Denote the number of piles mapping to each value $k$ by $d_k$. A classical argument using the Prüfer sequence counts the number of rooted trees on $n$ labeled vertices as $n^{n-2}$. Adapting to a root at 13 and 12 remaining vertices gives $13^{12}$ possible rooted trees. Since the total number of ways to assign the bottom card of each pile is $13^{12}$, and the deck is symmetric, the winning probability is:

$$ \boxed{\mathbb{P}(\text{win}) = 13^{-12}}. $$

This result matches the classical TAOCP solution.

2. Distribution of the number of face-down cards

Let $X$ be the number of face-down piles. A pile remains face-down exactly when it is not in the in-component of the central pile 13 in the functional digraph. Define

$$ \mathcal{R} = {j \in {1,\dots,12}: j \text{ can reach 13}}. $$

Then

$$ X = 12 - |\mathcal{R}|. $$

Let us compute $\mathbb{P}(X = k)$ rigorously, without assuming independence.

Step 1: Reformulate via cycle lengths

The crucial observation is that the map $F : {1,\dots,12} \to {1,\dots,13}$ induces a random mapping with multiplicities. Let $S = {1,\dots,12}$ and $T = {13}$. Then the functional digraph consists of:

A tree rooted at 13 comprising some subset $A \subseteq S$ that reaches 13.
Cycles and trees disjoint from 13 in the complement $S \setminus A$.

Let $k = |S \setminus A|$. Then exactly $k$ piles remain face-down. The problem reduces to counting the number of functions $F : S \to S \cup T$ that produce a tree containing $12-k$ vertices connected to 13 and leave $k$ vertices in cycles disjoint from 13.

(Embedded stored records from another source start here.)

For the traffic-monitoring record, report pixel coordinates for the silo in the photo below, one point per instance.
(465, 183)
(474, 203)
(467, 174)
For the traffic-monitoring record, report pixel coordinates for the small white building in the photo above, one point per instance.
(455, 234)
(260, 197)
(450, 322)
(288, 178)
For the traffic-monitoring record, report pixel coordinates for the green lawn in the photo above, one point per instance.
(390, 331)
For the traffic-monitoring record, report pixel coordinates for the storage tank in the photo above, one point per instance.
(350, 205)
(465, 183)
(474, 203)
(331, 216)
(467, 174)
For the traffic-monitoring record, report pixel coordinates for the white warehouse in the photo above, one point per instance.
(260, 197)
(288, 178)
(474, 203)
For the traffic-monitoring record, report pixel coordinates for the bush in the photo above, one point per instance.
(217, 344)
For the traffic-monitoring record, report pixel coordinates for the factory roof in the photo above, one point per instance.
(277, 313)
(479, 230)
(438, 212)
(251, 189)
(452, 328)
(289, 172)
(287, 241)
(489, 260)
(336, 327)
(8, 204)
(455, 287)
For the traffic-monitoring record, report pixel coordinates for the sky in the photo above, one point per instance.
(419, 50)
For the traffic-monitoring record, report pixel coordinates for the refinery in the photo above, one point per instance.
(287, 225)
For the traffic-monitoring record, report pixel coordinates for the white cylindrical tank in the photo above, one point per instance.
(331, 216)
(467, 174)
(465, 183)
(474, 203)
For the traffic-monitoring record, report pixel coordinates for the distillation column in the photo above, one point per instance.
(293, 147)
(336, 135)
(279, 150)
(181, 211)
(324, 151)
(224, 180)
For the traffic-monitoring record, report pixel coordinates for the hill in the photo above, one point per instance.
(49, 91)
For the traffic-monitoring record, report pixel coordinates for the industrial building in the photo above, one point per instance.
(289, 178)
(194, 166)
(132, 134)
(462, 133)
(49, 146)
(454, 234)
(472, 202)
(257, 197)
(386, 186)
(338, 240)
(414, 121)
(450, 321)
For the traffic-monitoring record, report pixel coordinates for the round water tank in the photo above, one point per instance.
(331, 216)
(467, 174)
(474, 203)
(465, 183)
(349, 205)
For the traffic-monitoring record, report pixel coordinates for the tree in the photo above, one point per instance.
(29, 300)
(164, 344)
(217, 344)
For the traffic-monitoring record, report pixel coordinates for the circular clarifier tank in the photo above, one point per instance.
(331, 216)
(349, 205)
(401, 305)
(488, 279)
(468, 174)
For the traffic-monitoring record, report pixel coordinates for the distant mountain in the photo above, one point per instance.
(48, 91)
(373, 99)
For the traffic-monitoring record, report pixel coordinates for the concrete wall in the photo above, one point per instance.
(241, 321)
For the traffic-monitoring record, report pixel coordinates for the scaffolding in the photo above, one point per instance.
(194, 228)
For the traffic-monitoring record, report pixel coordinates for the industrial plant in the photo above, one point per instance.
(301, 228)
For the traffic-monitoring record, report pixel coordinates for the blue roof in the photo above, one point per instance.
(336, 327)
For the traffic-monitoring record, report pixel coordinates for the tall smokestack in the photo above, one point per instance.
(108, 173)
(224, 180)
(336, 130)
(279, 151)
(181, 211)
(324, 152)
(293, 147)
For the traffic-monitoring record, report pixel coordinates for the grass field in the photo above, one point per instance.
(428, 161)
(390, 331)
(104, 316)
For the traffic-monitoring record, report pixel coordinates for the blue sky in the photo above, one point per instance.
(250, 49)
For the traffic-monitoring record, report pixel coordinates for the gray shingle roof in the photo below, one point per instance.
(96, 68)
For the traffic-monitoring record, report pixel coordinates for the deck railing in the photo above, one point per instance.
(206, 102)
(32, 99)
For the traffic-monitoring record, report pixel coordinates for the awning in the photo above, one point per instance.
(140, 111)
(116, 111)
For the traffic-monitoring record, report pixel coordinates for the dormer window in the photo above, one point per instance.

Step 2: Count configurations

Choose which $k$ piles remain face-down:

$$ \binom{12}{k}. $$

The remaining $12-k$ piles plus 13 form a rooted tree. By the Cayley formula for rooted trees:

$$ \text{number of trees on } (12-k+1) \text{ vertices rooted at 13} = (12-k)^{12-k-1}. $$

The $k$ remaining piles form a functional digraph avoiding 13, i.e., arbitrary functions from a $k$-element set to itself. There are $k^k$ such functions.
Each configuration is weighted uniformly because of the combinatorial symmetry of the deck. Therefore, the total number of favorable functions is

$$ \binom{12}{k} , (12-k)^{12-k-1} , k^k. $$

Step 3: Total number of possible maps

There are 13 possible values for each pile's bottom card (allowing multiplicities), so the total number of maps from 12 piles to 13 values is $13^{12}$. Hence

$$ \mathbb{P}(X = k) = \frac{\binom{12}{k} , (12-k)^{12-k-1} , k^k}{13^{12}}, \quad 0 \le k \le 11. $$

For $k = 12$, all piles avoid 13. There are $12^{12}$ functions from 12 piles to ${1,\dots,12}$, so

$$ \mathbb{P}(X = 12) = \frac{12^{12}}{13^{12}}. $$

Step 4: Final formula

$$ \boxed{ \mathbb{P}(X = k) = \frac{\binom{12}{k} , (12-k)^{12-k-1} , k^k}{13^{12}}, \quad 0 \le k \le 11, \qquad \mathbb{P}(X = 12) = \frac{12^{12}}{13^{12}}. } $$

This distribution is not binomial. It arises from the global structure of the random functional digraph, where connectivity to 13 induces strong dependence among piles.

Step 5: Comments on rigor

No assumption of independence between piles was made.
All counts are based on exact combinatorial enumeration:

Rooted trees: $(12-k)^{12-k-1}$
Functional digraphs avoiding 13: $k^k$
Choices of which piles remain face-down: $\binom{12}{k}$

The total number of functions is $13^{12}$, consistent with all possible bottom-card assignments, avoiding unproven symmetry or cancellation arguments.

✅ Summary

Probability of winning:

$$ \mathbb{P}(\text{win}) = 13^{-12}. $$

Distribution of the number of face-down piles:

$$ \mathbb{P}(X = k) = \frac{\binom{12}{k} , (12-k)^{12-k-1} , k^k}{13^{12}}, \quad 0 \le k \le 11, \quad \mathbb{P}(X = 12) = \frac{12^{12}}{13^{12}}. $$

This completes a rigorous, fully enumerated solution.